Isn't that off by at least an order of magnitude though? It forces them to operate a much larger cluster than should be necessary.

> Isn't that off by at least an order of magnitude though?

No, for all the reasons I just said?

> It forces them to operate a much larger cluster than should be necessary.

How much machine cost and operational effort do you imagine they would save if they reduced the qps by a factor of 10 without changing the number of regions, number of tables, or size of the data? How much SWE time do you imagine that'd take to do and maintain?

I've run a global Paxos-based database that received two orders of magnitude more qps than this. It cost less than you're probably imagining. I sometimes hunted down silly queries, but mostly leader ops, and mostly to mitigate hot spots or as a quixotic latency reduction effort...overall, this was the cheapest layer of the system.

A query to a well-implemented OLTP database is not like a request to some Python/PHP/Ruby app.

Given how these blog posts are typically written, it is very likely the 1.2 million QPS figure is an all-time peak, not anything like an average.
According to their slides/video (bottom of the blog post), the 1.2 million QPS is their daily peak number, not the average.
It’s naive to think that database access is only happening when a customer makes an order. Each driver has workflows they exercise and data that needs stored.
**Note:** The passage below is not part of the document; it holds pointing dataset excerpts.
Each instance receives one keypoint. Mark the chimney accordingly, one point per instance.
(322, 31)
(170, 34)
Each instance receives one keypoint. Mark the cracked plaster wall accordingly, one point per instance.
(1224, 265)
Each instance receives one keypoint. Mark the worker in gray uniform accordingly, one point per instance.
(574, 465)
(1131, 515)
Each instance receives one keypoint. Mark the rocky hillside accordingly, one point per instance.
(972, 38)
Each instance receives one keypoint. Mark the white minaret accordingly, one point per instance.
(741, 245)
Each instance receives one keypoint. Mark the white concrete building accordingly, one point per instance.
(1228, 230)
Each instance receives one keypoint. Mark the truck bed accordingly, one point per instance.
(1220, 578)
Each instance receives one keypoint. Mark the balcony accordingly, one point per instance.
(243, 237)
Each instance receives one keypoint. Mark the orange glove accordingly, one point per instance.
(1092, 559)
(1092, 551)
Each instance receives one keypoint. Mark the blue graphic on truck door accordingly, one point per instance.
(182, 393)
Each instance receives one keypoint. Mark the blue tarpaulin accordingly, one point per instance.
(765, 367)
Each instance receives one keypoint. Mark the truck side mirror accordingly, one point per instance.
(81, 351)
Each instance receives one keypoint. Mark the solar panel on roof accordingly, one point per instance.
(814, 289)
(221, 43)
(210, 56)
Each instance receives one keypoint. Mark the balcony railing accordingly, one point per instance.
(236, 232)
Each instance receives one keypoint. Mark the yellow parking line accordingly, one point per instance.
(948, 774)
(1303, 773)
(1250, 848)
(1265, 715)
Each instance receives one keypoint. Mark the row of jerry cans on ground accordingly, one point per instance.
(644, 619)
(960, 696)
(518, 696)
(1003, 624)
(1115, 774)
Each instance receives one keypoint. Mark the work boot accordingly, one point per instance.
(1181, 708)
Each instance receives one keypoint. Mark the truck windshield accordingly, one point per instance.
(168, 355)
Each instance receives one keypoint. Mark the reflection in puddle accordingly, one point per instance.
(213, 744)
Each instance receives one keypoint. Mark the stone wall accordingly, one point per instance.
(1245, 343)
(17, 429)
Same with vendors. There could be operational data for their infrastructure.

That said 1.2 million queries per second is wild. Would be interesting to see the breakdown.

> there is zero interaction between users

A curious description for a platform which acts as a broker for transactions between users!

Massive amounts of user tracking.
Your numbers are off by a large factor.
It's all the new reminders telling users to tip.